At some point in any WinForms project, you're bound to need either:
Although I am ambivalent towards HTML, there's no question that it is a far, far better solution than the nasty, crusty old Rich Text Format. RTF is HTML gone stupid. If you're ever bored and want to take on a brain-meltingly difficult project, just try writing a RTF to HTML converter. Oh sure, it seems easy enough.. but I don't think anyone can appreciate how profoundly irrational RTF is until they actually sit down and work with it in detail. Ugly doesn't begin to cover it. Based on my limited research, RTF seems to have evolved as the de facto document storage format for early versions of Microsoft Word, apparently based on the whims of whatever development team was working on Word that week.
To be fair, the RtfTextBox actually isn't that bad. It's effectively "free" as far as distribution footprint, and it will work for most basic formatting scenarios including URL and mailto: hyperlinks. In fact, Craig Andera just released a servicable enhanced RichTextBox. The only problem is that it's, well, RTF. Just try inserting bulleted text to see what I mean. If you're dead set on a control that renders HTML, there's only one solution I'm aware of in .NET: IE interop. Lots of people are doing it:
And it works. Sort of. Like all heavy duty .NET COM interop, you can't escape the feeling that you're building a giant house of cards, prone to catastrophic failure at the first gentle breeze. There's also the matter of our little friend Microsoft.mshtml.dll, a primary interop assembly weighing in at 7.8 megabytes. And god help you if a user doesn't have IE installed on their system. Inconceivable!
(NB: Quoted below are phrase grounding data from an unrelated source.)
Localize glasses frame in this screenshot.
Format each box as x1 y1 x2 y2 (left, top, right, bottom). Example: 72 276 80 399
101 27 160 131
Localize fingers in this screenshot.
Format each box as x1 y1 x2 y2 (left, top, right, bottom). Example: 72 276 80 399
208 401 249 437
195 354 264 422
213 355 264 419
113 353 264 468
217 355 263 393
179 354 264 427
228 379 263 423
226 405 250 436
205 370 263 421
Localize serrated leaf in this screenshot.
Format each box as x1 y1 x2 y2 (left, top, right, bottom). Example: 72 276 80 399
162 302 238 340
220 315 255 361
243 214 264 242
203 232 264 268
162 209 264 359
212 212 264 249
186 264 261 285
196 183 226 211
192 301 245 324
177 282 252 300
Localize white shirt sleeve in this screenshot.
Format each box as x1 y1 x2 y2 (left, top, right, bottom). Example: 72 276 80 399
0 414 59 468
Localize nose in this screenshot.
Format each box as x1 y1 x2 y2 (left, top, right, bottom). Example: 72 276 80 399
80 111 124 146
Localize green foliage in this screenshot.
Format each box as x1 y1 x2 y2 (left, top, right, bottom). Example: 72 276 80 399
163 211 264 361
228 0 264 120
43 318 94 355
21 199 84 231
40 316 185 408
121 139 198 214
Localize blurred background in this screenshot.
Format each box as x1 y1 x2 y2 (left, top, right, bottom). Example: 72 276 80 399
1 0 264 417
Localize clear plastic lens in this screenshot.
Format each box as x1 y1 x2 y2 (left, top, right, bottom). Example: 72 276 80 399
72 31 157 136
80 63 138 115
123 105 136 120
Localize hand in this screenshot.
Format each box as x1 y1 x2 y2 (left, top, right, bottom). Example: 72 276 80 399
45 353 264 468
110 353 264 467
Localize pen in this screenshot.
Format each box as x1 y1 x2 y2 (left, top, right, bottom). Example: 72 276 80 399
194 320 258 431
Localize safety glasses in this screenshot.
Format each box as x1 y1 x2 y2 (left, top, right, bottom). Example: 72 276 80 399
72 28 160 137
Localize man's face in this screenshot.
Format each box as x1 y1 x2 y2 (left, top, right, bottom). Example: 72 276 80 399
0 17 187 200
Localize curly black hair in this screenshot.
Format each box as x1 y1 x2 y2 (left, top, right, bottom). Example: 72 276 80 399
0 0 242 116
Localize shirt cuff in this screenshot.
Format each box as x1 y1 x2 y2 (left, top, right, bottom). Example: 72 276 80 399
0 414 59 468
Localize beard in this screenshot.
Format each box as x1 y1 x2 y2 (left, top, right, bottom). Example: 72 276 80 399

While I'm not against interop per se, it seems like overkill to harness the entire bulk of IE to render a little HTML. What's really depressing is that there are precious few options, interop or otherwise, for getting proper HTML into a WinForms app. What I'd really like to see is a completely managed, lightweight HTML rendering control written entirely in .NET. In other words, something with the basic features of the RtfTextBox, but using standard HTML conventions. I realize HTML rendering is not exactly trivial, but I think a smallish subset of standard HTML would meet my needs just fine.
* Well, not in this version of .NET. The WebBrowser control will be available out of the box in VS.NET 2005, but it's the same exact hunk o' IE interop-- but this time, with a pretty Microsoft ribbon on the top.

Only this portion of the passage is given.